1
votes

I've got a table in Google BigQuery which has repeated records in it, I've followed the guide at https://cloud.google.com/bigquery/docs/nested-repeated to create the table successfully and I've populated the table with some test data using

INSERT INTO `<project>.<dataset>.<table>` (<list of fields, ending with repeated record name>)
VALUES
    (
        "string1", false, 200.0, "string2", 0.2, 2.345, false, "2020-01-02 12:34:56",
        [
            ("repeated field str1", CAST(2.01 AS FLOAT64), CAST(201 as NUMERIC), false),
            ("repeated field str2", CAST(4.01 AS FLOAT64), CAST(702 as NUMERIC), true)
        ]
    );

(etc) And the table is successfully populated, also I can query the data with

select * from <dataset>.<table>

and all fields, repeated and non-repeated, are returned. I can also successfully query the non-repeated fields from the table, as long as no repeated fields are specified in the query.

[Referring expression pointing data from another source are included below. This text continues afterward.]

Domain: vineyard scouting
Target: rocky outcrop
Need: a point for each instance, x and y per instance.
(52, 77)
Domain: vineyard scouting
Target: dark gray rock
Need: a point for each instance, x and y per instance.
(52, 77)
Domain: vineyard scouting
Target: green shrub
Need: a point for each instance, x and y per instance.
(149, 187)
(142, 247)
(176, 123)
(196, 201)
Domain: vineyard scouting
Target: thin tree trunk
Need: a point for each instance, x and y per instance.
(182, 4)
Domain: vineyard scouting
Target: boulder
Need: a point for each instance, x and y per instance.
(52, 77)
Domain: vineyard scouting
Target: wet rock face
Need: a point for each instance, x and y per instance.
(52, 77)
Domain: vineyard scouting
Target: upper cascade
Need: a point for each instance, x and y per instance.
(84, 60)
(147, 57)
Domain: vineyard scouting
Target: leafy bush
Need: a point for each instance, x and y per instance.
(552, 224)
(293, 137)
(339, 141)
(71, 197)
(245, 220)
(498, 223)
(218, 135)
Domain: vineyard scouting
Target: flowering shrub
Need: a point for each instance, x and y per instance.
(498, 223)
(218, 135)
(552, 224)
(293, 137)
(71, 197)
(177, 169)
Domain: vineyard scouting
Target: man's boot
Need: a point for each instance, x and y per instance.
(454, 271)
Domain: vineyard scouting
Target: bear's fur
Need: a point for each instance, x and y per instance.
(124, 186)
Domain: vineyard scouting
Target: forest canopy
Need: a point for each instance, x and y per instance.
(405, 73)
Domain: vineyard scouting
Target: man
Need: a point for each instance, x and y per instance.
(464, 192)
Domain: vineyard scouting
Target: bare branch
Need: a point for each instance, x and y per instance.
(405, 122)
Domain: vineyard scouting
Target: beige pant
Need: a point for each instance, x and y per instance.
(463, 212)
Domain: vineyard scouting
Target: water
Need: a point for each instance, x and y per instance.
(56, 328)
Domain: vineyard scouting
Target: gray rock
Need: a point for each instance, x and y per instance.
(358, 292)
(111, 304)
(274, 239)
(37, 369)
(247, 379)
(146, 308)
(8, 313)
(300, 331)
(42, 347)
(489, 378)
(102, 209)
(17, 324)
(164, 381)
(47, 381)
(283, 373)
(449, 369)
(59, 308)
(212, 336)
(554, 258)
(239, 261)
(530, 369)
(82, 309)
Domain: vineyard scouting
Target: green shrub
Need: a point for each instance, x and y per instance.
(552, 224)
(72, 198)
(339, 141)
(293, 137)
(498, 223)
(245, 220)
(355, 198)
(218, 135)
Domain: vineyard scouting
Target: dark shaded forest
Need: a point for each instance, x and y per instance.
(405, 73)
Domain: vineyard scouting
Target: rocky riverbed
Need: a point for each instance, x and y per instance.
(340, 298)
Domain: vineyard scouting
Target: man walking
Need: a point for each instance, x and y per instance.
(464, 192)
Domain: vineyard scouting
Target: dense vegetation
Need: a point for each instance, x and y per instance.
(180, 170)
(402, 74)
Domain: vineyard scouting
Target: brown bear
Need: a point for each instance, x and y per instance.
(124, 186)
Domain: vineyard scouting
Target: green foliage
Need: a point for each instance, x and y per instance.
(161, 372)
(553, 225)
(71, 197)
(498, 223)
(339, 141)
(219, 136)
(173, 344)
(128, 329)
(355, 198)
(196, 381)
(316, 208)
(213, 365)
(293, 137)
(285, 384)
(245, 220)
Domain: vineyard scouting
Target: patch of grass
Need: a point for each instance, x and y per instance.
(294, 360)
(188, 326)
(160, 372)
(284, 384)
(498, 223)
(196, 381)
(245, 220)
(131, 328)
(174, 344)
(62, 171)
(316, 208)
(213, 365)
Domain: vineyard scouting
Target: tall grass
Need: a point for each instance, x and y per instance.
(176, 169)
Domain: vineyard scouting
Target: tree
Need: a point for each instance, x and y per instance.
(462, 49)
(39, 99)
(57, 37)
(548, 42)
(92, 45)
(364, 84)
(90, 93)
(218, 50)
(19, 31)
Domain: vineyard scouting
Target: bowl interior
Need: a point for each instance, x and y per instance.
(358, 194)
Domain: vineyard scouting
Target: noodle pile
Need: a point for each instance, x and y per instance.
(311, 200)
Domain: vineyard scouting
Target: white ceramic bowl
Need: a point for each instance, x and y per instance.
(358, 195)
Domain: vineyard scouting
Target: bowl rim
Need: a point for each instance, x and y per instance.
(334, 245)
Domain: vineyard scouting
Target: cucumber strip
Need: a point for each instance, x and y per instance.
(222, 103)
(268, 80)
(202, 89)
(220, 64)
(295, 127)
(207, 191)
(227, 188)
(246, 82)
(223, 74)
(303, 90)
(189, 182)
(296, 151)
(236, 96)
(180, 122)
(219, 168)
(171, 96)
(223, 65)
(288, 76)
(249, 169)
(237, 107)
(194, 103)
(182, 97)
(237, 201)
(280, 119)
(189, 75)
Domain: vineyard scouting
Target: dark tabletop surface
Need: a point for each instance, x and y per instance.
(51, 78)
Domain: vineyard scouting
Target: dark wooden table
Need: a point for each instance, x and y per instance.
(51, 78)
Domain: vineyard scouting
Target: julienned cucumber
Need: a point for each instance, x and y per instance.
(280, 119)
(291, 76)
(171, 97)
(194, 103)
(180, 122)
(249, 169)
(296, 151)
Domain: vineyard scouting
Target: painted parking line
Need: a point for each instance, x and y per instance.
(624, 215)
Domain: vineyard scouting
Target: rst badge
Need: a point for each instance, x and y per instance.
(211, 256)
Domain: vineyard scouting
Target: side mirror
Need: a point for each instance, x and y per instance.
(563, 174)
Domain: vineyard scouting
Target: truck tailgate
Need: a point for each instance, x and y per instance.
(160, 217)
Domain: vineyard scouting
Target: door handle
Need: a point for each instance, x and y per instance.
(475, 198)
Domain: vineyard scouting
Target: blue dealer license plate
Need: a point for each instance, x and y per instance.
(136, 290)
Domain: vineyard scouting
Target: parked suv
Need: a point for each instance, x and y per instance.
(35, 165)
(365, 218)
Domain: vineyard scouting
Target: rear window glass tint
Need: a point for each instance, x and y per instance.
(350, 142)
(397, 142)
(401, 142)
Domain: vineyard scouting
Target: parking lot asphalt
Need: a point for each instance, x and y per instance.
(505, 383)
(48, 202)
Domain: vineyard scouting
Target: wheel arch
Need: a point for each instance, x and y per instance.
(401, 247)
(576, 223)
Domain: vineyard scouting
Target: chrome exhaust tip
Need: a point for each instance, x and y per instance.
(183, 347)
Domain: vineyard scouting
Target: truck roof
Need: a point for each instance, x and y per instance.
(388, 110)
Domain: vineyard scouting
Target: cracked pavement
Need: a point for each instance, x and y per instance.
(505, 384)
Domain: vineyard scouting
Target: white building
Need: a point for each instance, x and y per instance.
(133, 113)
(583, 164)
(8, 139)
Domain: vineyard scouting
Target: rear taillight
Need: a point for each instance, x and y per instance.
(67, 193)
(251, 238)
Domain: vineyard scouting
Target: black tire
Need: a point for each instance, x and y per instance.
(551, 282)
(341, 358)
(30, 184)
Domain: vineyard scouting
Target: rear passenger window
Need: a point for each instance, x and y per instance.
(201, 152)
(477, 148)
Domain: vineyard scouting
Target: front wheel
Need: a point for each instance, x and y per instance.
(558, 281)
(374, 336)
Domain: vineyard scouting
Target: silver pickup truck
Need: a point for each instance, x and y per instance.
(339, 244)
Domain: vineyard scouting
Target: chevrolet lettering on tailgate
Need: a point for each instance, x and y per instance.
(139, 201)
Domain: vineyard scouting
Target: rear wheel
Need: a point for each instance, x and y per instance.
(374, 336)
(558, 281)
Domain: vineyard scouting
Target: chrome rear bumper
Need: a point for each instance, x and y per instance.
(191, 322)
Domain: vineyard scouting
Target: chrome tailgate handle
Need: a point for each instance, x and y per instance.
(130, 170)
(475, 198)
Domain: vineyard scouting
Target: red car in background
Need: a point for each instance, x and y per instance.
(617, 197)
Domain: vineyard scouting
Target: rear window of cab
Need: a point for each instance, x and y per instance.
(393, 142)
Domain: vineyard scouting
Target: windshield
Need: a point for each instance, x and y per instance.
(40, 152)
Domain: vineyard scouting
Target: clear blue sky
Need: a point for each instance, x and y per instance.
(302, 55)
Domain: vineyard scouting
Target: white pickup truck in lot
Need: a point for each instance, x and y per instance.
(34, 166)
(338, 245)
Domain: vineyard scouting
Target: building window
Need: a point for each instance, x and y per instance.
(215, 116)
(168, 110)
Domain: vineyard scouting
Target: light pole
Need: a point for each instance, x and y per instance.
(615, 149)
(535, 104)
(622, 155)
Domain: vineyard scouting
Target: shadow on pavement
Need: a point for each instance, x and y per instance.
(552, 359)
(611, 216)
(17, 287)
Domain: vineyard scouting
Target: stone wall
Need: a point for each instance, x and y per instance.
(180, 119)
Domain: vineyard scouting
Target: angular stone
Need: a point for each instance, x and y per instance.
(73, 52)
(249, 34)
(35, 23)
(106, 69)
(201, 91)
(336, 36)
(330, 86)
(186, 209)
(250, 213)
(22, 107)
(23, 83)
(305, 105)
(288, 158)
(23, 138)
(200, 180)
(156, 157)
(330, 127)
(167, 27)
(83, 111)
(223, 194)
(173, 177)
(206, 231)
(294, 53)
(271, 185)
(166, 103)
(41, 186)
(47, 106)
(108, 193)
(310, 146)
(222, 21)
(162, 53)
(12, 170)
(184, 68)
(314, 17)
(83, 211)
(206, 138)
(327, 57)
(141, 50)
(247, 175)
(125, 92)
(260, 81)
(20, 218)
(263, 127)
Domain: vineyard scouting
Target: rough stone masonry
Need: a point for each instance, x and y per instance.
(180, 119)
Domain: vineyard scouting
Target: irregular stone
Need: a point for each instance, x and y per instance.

However when I want to include specific repeated fields in the query (and I'm following the guide at https://cloud.google.com/bigquery/docs/legacy-nested-repeated) for example

SELECT normalfield1, normalfield2, normalfield3, 
repeatedData.field1, repeatedData.field2, repeatedData.field3
FROM `profile_dataset.profile_betdatamultiples`;

I get error

Cannot access field <field name> on a value with type ARRAY<STRUCT<fieldname1 STRING, fieldname2 FLOAT64, fieldname3 NUMERIC, ...>> at [8:14]"

(annoyingly GCP truncates the error message so I can't see all of it)

Are there any suggestions for how to proceed here?

Thanks!

2

2 Answers

2
votes

Below is for BigQuery Standard SQL

#standardSQL
SELECT normalfield1, normalfield2, normalfield3, 
  data.field1, data.field2, data.field3
FROM `project.profile_dataset.profile_betdatamultiples`,
UNNEST(repeatedData) data   

If to apply to sample data in your question

enter image description here

output is

enter image description here

1
votes

I recreated the table with this code:

CREATE TABLE `temp.experiment` AS
SELECT "string1" s1, false b, 200.0 i1, "string2" s2, 0.2 f1, 2.345 f2, false b2, TIMESTAMP("2020-01-02 12:34:56") t1,
  [
    STRUCT ("repeated field str1" AS s1, CAST(2.01 AS FLOAT64) AS f2, CAST(201 as NUMERIC) AS n1, false AS b), 
    STRUCT ("repeated field str2", CAST(4.01 AS FLOAT64), CAST(702 as NUMERIC), true)
  ] AS b1

Now I can query particular nested rows like this:

SELECT s1, b, s2
 ,  b1[OFFSET(0)].s1 AS arr_s1, b1[OFFSET(0)].f2, b1[OFFSET(0)].n1
FROM  `temp.experiment`

You might want to UNNEST instead of [OFFSET(0)], but the question doesn't say what results you are expecting.